On Monday morning, a group of hackers gained access to the live feeds of 1,50,000 surveillance cameras in US hospitals, businesses, police forces, jails, and schools, revealing sensitive data. The group claimed to have hacked a significant amount of security-camera data collected by Verkada Inc., a Silicon Valley start-up.

Tesla, an American electric vehicle and renewable energy firm, and Cloudfare Inc, a software provider, are among the companies whose footage has been compromised.

The hack’s scope is wide, as the hackers claimed to have been able to access video content from inside women’s health clinics, psychiatric facilities, and Verkada’s offices. They also said they had access to every Verkada customer’s entire video archive.

Bloomberg also claimed to have seen a recording inside a Florida hospital, Halifax Health, that showed eight hospital employees tackling and pinning a man to a bed. Another video, shot inside a Tesla warehouse in Shanghai, showed workers on an assembly line. According to the hackers, they could gain access to 222 cameras located in Tesla’s factories and warehouses.

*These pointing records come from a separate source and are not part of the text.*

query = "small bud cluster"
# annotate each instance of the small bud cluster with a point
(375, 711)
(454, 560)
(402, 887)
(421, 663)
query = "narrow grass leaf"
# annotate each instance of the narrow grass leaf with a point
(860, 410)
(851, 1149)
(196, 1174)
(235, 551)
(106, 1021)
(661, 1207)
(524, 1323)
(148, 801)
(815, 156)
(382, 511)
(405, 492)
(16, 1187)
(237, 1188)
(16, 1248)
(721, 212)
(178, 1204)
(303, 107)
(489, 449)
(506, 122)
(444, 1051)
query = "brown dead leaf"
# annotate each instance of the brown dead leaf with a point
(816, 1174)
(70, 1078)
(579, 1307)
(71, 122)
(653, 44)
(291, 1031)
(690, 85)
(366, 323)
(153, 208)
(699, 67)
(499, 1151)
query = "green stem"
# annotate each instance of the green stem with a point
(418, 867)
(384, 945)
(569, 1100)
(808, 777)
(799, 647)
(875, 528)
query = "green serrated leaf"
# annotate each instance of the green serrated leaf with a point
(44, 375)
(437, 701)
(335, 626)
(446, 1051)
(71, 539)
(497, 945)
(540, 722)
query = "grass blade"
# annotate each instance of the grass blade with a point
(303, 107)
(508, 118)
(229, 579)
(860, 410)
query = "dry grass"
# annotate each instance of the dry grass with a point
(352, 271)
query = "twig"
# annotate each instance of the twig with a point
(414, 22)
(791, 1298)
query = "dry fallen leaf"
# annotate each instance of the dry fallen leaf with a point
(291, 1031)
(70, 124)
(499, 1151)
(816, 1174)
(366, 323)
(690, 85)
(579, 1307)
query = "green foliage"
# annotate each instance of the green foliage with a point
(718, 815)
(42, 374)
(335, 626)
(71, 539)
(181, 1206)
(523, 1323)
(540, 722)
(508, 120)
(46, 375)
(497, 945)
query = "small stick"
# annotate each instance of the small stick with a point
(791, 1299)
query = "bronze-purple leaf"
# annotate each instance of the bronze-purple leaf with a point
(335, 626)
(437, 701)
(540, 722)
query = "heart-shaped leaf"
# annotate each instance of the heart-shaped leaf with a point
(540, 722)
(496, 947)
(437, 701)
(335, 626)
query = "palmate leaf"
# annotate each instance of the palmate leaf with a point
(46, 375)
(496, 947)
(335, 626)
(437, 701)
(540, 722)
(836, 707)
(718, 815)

Tillie Kottmann, a hacker who claimed responsibility for the breach of the San Mateo, California-based Verkad, explained that the data breach was carried out by a multinational hacker group whose intentions were to demonstrate the widespread use of video surveillance and the ease with which devices could be hacked.

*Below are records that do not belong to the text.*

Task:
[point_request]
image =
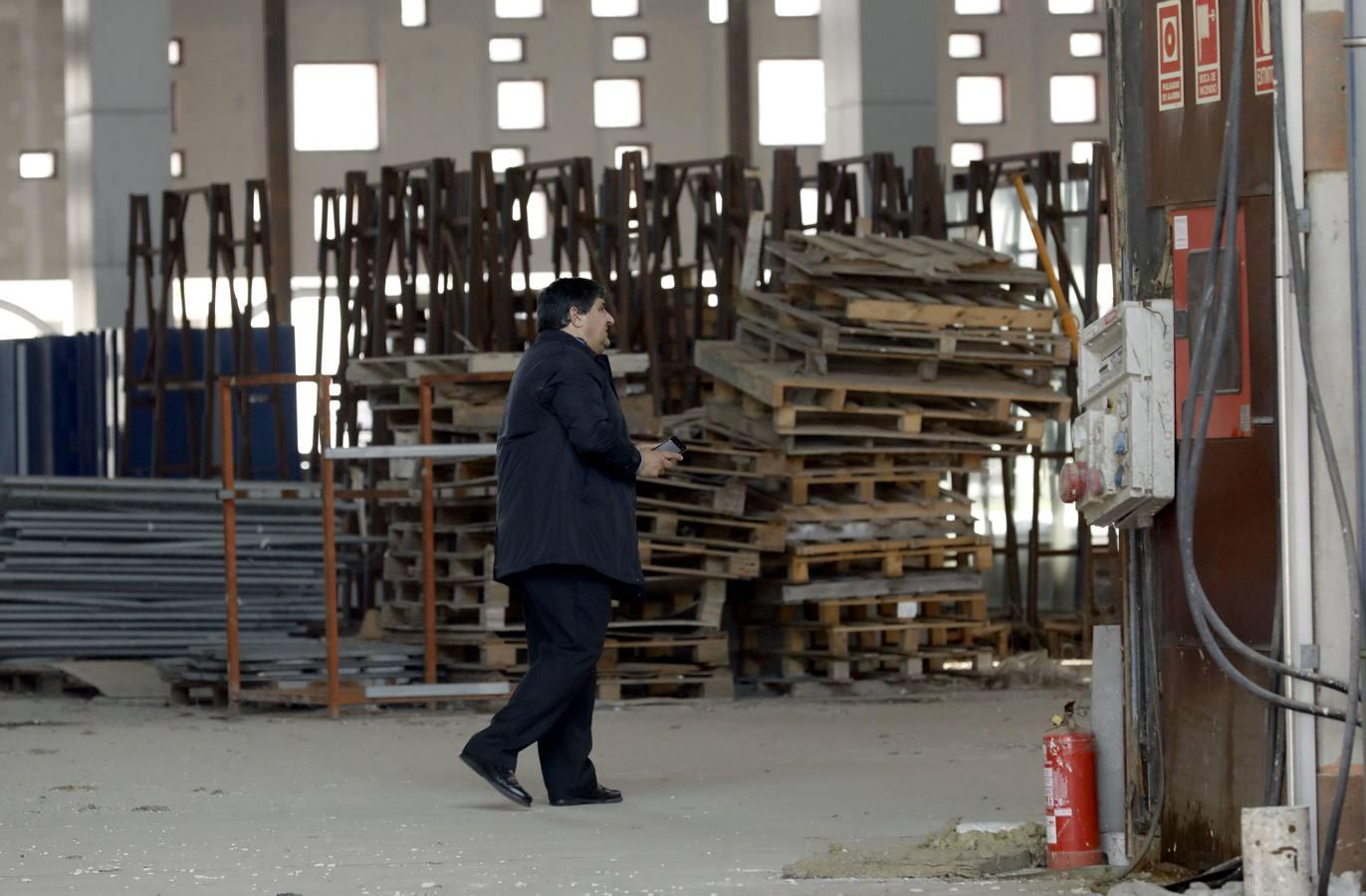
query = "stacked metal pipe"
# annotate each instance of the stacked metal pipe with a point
(134, 567)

Kottmann has previously taken responsibility for hacking Intel Corp. and Nissan Motor Co. They said they hacked companies for a variety of reasons, including “lots of curiosity, fighting for the freedom of information and against intellectual property, a huge dose of anti-capitalism, a hint of anarchism.”  It was also “way too much fun not to do it,” they added.

The hackers gained access to Verkada through a “Super Admin” account, which enabled them to view all of the customers’ cameras. Kottmann claims they discovered a user name and password for an administrator account publicly leaked on the internet, describing the process as unsophisticated.

“We have disabled all internal administrator accounts to prevent any unauthorized access,” a Verkada spokesperson said in a statement, adding that their security teams were investigating the magnitude and issues at hand.

Representatives from Tesla and several other companies have yet to react to the news. “This afternoon, we were alerted that the Verkada security camera system that monitors main entry points and main thoroughfares in a handful of Cloudflare offices may have been compromised. The cameras were located in a handful of offices that have been officially closed for several months,” Cloudflare said in a statement.

The cameras were turned off and disconnected from the office networks, according to the company.

“The hack exposes just how broadly we’re being surveilled, and how little care is put into at least securing the platforms used to do so, pursuing nothing but profit,” Kottmann said. “It’s just wild how I can just see the things we always knew are happening, but we never got to see,” they said.